School of Public Health and Community Medicine, University of New South Wales, Randwick, NSW 2052, Australia.
Optimisation and Pattern Recognition Research Group, Department of Mechanical Engineering, Melbourne School of Engineering, The University of Melbourne, Parkville, VIC 3010, Australia.
BMC Bioinformatics. 2019 Feb 4;19(Suppl 13):377. doi: 10.1186/s12859-018-2398-5.
Estimating the parameters that describe the ecology of viruses,particularly those that are novel, can be made possible using metagenomic approaches. However, the best-performing existing methods require databases to first estimate an average genome length of a viral community before being able to estimate other parameters, such as viral richness. Although this approach has been widely used, it can adversely skew results since the majority of viruses are yet to be catalogued in databases.
In this paper, we present ENVirT, a method for estimating the richness of novel viral mixtures, and for the first time we also show that it is possible to simultaneously estimate the average genome length without a priori information. This is shown to be a significant improvement over database-dependent methods, since we can now robustly analyze samples that may include novel viral types under-represented in current databases. We demonstrate that the viral richness estimates produced by ENVirT are several orders of magnitude higher in accuracy than the estimates produced by existing methods named PHACCS and CatchAll when benchmarked against simulated data. We repeated the analysis of 20 metavirome samples using ENVirT, which produced results in close agreement with complementary in virto analyses.

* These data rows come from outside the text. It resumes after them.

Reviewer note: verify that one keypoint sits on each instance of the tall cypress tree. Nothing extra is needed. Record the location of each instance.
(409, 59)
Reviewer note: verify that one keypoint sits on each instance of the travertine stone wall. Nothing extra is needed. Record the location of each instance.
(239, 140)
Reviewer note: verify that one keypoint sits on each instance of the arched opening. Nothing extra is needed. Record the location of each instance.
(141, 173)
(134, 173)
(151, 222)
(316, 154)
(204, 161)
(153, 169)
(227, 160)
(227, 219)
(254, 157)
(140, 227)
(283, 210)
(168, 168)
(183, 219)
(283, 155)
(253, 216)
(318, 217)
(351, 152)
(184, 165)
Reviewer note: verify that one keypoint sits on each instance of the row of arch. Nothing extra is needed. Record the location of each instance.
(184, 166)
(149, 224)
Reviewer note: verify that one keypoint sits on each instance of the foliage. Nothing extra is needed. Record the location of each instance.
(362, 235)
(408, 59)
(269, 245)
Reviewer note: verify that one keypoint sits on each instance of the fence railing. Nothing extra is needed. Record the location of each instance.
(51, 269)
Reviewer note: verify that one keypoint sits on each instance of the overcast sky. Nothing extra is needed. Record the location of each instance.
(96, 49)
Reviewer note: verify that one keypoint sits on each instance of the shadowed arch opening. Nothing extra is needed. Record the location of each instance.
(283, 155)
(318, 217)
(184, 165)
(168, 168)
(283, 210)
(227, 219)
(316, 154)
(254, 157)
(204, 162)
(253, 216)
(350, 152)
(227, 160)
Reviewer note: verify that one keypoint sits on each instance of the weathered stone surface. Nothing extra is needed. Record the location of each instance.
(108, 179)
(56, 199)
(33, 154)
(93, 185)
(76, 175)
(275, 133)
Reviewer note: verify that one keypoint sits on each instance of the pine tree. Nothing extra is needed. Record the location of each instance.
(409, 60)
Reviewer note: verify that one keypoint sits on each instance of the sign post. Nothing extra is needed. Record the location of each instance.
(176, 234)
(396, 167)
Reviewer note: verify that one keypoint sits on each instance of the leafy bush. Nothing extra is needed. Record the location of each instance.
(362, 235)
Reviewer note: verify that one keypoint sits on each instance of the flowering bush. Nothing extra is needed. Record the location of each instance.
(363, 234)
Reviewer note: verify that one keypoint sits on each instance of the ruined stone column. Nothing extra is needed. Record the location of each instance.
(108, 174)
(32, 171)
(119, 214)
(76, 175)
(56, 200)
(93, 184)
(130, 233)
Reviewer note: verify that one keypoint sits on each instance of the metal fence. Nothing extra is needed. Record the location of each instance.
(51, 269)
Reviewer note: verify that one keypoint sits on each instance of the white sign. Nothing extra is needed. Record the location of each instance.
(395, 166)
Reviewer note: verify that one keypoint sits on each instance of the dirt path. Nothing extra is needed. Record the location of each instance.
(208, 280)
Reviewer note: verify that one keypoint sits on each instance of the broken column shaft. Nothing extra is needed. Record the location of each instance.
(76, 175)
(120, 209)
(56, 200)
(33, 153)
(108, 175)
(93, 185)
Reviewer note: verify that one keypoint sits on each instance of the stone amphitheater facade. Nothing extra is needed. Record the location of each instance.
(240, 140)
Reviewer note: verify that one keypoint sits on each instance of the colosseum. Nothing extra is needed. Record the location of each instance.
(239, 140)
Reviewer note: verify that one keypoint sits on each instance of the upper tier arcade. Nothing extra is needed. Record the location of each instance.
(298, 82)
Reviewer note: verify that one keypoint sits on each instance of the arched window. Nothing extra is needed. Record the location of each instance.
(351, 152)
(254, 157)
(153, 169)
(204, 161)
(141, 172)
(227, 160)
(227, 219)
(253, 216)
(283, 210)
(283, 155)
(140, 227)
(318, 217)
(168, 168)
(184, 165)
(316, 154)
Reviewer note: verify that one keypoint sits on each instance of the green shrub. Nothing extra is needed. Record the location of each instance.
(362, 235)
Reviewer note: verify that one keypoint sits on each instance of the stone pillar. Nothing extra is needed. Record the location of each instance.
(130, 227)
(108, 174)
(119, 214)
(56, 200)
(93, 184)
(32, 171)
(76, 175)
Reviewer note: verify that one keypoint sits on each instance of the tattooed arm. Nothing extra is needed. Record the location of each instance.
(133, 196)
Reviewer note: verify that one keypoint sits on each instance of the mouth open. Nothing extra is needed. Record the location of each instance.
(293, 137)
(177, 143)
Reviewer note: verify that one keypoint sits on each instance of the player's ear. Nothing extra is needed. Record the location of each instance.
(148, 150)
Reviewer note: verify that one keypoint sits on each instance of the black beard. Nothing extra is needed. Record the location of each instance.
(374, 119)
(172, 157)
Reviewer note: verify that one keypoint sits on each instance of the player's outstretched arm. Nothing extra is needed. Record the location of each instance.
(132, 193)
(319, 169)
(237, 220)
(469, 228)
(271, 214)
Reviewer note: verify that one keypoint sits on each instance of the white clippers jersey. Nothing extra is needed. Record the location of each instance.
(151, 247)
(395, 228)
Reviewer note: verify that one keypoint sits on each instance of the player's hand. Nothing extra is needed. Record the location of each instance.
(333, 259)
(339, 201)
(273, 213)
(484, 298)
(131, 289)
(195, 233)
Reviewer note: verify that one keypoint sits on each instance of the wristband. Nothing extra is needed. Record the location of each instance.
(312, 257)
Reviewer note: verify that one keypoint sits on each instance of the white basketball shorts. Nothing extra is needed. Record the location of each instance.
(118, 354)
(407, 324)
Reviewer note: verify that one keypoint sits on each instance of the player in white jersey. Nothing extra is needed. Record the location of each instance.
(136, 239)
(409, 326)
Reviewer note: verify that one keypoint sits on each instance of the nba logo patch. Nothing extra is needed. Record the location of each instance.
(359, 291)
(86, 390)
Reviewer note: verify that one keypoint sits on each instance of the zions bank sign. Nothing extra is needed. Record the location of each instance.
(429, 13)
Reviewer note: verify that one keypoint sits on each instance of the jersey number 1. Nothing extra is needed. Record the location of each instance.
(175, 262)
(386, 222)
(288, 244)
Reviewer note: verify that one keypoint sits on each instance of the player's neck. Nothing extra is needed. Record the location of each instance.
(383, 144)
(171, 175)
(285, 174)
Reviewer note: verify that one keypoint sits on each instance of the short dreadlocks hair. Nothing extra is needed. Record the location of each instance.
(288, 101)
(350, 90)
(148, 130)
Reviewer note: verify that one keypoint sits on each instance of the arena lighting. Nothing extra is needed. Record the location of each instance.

These insights were previously not captured by existing computational methods. As such, ENVirT is shown to be an essential tool for enhancing our understanding of novel viral populations.

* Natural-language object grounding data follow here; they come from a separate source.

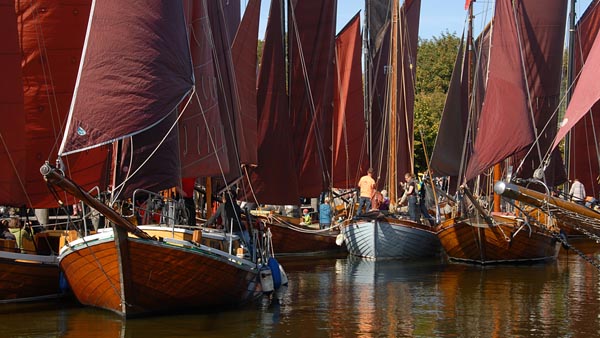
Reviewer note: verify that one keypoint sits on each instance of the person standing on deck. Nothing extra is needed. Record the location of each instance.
(325, 214)
(187, 187)
(577, 192)
(366, 184)
(411, 196)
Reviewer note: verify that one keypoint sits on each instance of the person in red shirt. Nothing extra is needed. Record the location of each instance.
(187, 187)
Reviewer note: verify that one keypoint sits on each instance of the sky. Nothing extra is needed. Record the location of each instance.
(437, 16)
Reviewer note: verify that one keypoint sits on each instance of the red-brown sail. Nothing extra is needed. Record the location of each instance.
(407, 54)
(505, 126)
(349, 144)
(542, 31)
(448, 149)
(201, 131)
(141, 71)
(584, 157)
(12, 128)
(272, 181)
(244, 59)
(231, 10)
(312, 49)
(226, 86)
(154, 55)
(51, 36)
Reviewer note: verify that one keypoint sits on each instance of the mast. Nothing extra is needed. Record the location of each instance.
(367, 85)
(570, 66)
(393, 92)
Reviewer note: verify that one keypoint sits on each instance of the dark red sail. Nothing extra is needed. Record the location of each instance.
(542, 30)
(203, 147)
(244, 59)
(272, 181)
(505, 126)
(448, 150)
(226, 87)
(349, 155)
(51, 36)
(12, 128)
(143, 46)
(584, 153)
(311, 51)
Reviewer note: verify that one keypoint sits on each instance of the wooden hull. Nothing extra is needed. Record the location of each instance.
(25, 277)
(290, 238)
(481, 244)
(142, 277)
(389, 238)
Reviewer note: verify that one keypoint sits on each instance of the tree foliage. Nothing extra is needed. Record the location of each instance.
(435, 60)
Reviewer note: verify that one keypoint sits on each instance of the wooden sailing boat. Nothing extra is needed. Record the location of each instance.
(386, 236)
(570, 215)
(41, 43)
(502, 237)
(581, 148)
(130, 84)
(294, 147)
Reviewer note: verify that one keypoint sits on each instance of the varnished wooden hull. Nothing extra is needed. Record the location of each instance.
(300, 240)
(390, 238)
(155, 277)
(26, 277)
(481, 244)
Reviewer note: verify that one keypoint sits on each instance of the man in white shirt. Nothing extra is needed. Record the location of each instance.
(577, 192)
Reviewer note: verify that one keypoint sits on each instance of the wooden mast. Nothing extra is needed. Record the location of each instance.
(570, 79)
(393, 93)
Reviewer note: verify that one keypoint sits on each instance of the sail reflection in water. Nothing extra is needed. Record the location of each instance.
(350, 297)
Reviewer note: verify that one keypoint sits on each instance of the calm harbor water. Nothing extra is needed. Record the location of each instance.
(346, 297)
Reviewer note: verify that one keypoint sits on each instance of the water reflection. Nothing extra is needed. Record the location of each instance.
(347, 297)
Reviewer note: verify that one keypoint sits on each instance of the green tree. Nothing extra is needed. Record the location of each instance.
(435, 61)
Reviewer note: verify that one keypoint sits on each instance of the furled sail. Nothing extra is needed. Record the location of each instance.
(311, 51)
(349, 154)
(271, 181)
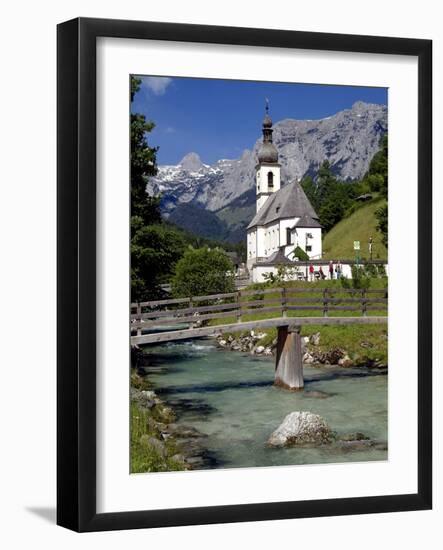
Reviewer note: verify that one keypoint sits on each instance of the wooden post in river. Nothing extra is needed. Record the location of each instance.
(288, 363)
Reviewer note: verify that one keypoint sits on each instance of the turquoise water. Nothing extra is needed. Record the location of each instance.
(230, 397)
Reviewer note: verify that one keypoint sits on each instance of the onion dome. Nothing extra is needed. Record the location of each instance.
(267, 151)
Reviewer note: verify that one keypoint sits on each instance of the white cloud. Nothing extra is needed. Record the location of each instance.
(156, 84)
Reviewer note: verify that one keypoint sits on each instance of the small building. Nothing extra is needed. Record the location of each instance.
(284, 220)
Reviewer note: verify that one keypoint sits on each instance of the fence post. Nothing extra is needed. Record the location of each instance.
(283, 302)
(325, 302)
(363, 302)
(191, 324)
(238, 307)
(139, 318)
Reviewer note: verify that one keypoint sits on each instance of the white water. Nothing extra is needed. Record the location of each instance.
(230, 397)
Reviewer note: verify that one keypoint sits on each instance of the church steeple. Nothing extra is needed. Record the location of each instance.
(267, 152)
(268, 168)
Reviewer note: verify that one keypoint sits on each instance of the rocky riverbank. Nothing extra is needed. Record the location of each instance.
(302, 428)
(259, 343)
(158, 443)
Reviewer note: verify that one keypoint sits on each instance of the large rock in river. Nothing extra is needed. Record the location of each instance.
(301, 428)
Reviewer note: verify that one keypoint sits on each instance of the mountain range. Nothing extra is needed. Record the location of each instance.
(218, 200)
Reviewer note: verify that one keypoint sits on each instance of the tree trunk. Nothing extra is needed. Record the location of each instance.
(288, 363)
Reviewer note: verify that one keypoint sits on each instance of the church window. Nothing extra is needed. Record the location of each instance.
(288, 235)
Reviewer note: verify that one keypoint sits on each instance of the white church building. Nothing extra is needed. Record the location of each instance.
(285, 219)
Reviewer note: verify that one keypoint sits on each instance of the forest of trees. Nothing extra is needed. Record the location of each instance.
(162, 252)
(333, 199)
(157, 245)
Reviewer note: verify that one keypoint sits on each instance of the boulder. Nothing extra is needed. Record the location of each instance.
(345, 361)
(307, 358)
(301, 428)
(332, 356)
(154, 444)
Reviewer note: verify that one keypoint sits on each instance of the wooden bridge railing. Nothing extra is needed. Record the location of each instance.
(257, 303)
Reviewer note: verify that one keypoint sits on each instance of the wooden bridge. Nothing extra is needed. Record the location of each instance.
(286, 308)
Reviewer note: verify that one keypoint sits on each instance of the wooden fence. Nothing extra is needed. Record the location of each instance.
(259, 304)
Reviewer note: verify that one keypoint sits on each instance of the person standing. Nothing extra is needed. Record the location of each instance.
(338, 269)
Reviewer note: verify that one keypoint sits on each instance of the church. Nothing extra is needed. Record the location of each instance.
(284, 219)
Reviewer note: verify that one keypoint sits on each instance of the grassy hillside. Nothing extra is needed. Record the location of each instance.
(359, 226)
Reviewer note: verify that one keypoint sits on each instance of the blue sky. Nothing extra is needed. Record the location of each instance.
(220, 118)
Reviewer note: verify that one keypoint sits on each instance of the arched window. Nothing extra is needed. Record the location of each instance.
(288, 235)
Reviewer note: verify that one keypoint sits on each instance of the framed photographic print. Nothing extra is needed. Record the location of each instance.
(244, 274)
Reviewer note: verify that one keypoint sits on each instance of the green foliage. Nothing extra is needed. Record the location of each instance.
(143, 165)
(382, 218)
(300, 254)
(203, 271)
(363, 275)
(155, 249)
(146, 457)
(310, 188)
(284, 273)
(377, 174)
(377, 178)
(361, 225)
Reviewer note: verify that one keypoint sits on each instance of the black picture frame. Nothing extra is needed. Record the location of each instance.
(76, 265)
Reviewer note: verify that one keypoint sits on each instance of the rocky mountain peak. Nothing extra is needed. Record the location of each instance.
(349, 139)
(191, 163)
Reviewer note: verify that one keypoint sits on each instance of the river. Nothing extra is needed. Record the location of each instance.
(229, 396)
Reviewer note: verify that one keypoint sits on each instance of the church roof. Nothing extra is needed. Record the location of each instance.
(278, 257)
(307, 221)
(288, 202)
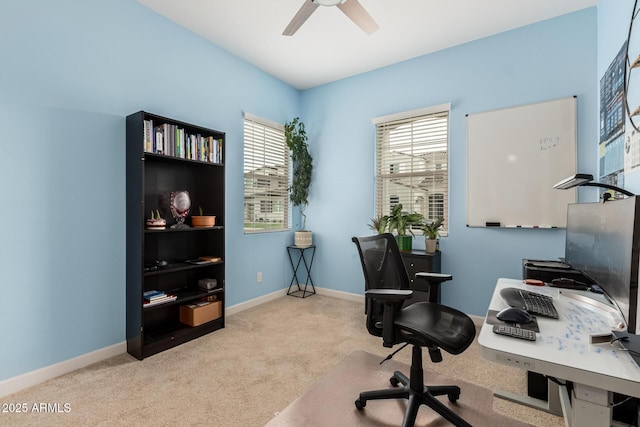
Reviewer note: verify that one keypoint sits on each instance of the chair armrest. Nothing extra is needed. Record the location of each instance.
(434, 277)
(392, 300)
(430, 282)
(389, 295)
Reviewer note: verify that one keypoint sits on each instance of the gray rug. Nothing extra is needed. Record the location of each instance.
(330, 401)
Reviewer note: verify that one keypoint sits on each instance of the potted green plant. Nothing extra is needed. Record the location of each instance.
(431, 230)
(296, 139)
(203, 220)
(401, 222)
(379, 224)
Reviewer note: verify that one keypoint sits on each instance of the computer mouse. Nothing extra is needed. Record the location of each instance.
(515, 315)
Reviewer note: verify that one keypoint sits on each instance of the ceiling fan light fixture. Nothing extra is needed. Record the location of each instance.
(328, 2)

使用宏基因组学方法可以估计描述病毒生态学的参数,特别是那些新型病毒的参数。然而,现有的性能最佳的方法需要数据库来首先估计病毒群落的平均基因组长度,然后才能估计其他参数,如病毒丰富度。尽管这种方法已经被广泛使用,但由于大多数病毒尚未在数据库中进行编目,它可能会对结果产生不利影响。

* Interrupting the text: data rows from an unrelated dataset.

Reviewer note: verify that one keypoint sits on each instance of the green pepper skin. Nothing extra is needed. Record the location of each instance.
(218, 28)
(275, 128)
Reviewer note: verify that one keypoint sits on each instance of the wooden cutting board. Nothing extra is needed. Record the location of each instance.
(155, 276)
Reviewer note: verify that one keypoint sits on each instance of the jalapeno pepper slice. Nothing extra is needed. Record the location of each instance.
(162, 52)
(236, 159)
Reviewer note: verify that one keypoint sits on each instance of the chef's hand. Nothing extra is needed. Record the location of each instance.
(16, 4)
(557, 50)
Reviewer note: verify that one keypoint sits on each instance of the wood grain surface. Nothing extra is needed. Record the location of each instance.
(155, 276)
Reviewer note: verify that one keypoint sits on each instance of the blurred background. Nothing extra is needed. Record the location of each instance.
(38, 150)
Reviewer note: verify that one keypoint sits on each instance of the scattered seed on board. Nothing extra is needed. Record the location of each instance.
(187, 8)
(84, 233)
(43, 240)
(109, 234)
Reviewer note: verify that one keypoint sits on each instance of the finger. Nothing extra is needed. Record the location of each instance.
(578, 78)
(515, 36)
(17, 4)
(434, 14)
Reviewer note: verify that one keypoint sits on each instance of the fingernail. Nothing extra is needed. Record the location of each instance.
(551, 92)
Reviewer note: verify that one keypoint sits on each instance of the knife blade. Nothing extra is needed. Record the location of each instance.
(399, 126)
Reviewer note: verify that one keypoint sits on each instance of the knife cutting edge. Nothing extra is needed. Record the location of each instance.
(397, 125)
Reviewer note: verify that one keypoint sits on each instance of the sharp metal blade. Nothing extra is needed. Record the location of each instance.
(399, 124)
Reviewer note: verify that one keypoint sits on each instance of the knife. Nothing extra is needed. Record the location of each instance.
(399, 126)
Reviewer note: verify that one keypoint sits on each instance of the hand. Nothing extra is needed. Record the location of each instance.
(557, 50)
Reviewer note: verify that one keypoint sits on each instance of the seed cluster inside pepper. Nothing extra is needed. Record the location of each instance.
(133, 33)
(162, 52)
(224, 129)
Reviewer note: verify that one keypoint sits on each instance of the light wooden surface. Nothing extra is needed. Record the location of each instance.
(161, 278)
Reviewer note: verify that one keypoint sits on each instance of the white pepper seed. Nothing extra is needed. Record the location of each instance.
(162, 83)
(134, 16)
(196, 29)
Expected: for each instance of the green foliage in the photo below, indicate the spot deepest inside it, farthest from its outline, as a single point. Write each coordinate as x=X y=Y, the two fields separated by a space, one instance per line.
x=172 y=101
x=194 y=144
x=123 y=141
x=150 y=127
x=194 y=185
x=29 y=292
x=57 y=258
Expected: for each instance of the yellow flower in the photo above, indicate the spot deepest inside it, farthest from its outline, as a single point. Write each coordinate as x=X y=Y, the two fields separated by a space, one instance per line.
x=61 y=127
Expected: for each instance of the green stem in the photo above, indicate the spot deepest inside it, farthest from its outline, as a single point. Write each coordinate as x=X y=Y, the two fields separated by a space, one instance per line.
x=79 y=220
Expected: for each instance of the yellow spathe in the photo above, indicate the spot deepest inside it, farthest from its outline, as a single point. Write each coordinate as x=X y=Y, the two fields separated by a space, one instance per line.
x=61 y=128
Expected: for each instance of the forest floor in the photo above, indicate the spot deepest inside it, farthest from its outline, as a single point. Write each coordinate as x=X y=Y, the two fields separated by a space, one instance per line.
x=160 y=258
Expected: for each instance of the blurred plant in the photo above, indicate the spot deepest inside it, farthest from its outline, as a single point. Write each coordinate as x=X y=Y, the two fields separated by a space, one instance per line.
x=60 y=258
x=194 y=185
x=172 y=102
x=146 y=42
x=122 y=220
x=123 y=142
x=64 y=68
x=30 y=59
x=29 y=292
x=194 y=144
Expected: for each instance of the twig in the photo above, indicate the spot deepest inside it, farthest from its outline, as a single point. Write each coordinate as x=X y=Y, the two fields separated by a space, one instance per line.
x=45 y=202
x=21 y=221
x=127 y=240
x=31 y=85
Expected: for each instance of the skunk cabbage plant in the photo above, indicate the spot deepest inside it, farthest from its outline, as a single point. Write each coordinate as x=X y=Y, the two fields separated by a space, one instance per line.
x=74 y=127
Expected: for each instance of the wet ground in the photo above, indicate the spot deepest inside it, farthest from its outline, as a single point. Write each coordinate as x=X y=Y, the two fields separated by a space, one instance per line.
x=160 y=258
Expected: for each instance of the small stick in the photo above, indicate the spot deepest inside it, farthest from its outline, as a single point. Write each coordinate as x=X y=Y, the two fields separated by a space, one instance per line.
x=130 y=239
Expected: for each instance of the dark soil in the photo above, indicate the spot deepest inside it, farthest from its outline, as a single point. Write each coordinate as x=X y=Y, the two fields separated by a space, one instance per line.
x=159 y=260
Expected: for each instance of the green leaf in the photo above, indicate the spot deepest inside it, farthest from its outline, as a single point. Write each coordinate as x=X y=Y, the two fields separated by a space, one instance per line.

在本文中,我们提出了 ENVirT,一种用于估计新型病毒混合物丰富度的方法,并且首次展示了它有可能在没有先验信息的情况下同时估计平均基因组长度。这与依赖数据库的方法相比是一个显著的改进,因为我们现在可以稳健地分析可能包含在当前数据库中代表性不足的新型病毒的样本。我们证明,ENVirT 产生的病毒丰富度估计比名为 PHACCS 和 CatchAll 的现有方法在基准模拟数据上的估计要准确几个数量级。我们使用 ENVirT 重复了对 20 个宏病毒组样本的分析,结果与互补的体内分析结果非常吻合。
这些见解以前没有被现有的计算方法所捕捉到。因此,ENVirT 被证明是增强我们对新型病毒群体理解的重要工具。